Most of all, denial involves thinking that most of what you know about your business is still true and believing that what made you successful so far will continue to make you successful in the near future.
I hate to kick someone when they’re down, but General Motors represents the classic example of corporate denial. In the face of overwhelming evidence that their customers, markets and environment were permanently changing, they continued to crank out the same old tired products, using a business model nearly 100 years old. Any changes and innovations they did make were done slowly and grudgingly, and always with an eye toward recapturing past glories rather than blazing a new trail for the future. The wonder is not that they went into bankruptcy but that it took them so long to get there.
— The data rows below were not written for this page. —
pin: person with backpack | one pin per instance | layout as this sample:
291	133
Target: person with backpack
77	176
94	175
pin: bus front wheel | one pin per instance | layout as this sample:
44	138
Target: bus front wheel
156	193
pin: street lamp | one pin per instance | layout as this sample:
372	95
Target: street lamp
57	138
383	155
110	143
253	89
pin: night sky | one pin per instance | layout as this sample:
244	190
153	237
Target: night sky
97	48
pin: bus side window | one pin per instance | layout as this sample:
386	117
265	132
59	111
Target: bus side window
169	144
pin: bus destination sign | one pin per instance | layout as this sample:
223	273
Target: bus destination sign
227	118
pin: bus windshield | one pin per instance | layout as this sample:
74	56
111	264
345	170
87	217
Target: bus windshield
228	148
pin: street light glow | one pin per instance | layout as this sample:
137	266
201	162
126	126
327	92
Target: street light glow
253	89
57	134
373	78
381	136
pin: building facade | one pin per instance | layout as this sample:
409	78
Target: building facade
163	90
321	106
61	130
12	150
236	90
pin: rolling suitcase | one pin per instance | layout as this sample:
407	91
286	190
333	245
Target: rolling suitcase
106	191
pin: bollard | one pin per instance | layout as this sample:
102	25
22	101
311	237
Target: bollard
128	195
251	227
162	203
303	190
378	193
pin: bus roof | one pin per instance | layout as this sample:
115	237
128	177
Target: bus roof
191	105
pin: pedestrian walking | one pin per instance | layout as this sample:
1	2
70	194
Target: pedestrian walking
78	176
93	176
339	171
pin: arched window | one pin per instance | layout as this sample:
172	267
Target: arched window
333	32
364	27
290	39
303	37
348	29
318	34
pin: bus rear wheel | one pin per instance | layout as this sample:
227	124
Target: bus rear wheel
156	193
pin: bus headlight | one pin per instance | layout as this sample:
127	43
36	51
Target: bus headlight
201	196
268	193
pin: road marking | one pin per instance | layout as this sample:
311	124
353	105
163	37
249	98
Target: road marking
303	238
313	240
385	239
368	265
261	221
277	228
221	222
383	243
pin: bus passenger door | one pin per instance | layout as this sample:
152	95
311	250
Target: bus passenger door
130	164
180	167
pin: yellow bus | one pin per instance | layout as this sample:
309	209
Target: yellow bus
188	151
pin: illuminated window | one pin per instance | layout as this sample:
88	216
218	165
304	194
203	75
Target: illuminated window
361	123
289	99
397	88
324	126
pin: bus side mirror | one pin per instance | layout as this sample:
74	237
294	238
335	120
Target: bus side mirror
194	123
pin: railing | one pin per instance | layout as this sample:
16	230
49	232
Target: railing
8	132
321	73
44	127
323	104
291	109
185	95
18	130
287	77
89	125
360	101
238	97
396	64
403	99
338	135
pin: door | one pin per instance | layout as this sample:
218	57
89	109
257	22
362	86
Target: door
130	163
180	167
Here’s the real problem with corporate denial — it is both an attitude and a behavior. Which means that solving the problem requires more than just pulling your head out of the sand and taking an occasional look at what is going on in the world around you. In order to make lasting changes in behavior, one must first change the attitudes and beliefs that drive behavior. And from what I have seen, many business leaders are either unwilling or unable to commit the time and effort into adjusting their attitudes and beliefs. Or maybe they just don’t know how.
The cure for corporate denial is actually fairly simple (notice I said simple, not easy). Cutting through denial requires challenging your attitudes, beliefs, and assumptions on a regular basis. Getting together once a year with your management team for a cursory competitive analysis will no longer cut it. Challenging everything you think you know about your business must become a way of life.
Overcoming denial also requires a focus not just on strategic planning, but on strategic agility. Today’s companies need to become quick, agile, and able to respond immediately to changing market conditions and customer expectations. This may require a profound shift in how you think and how you go about managing your organization, which is not easy. But — and trust me on this one — the alternative is much worse.
So I have two questions for you. Are you in denial? And if so, what do you intend to do about it?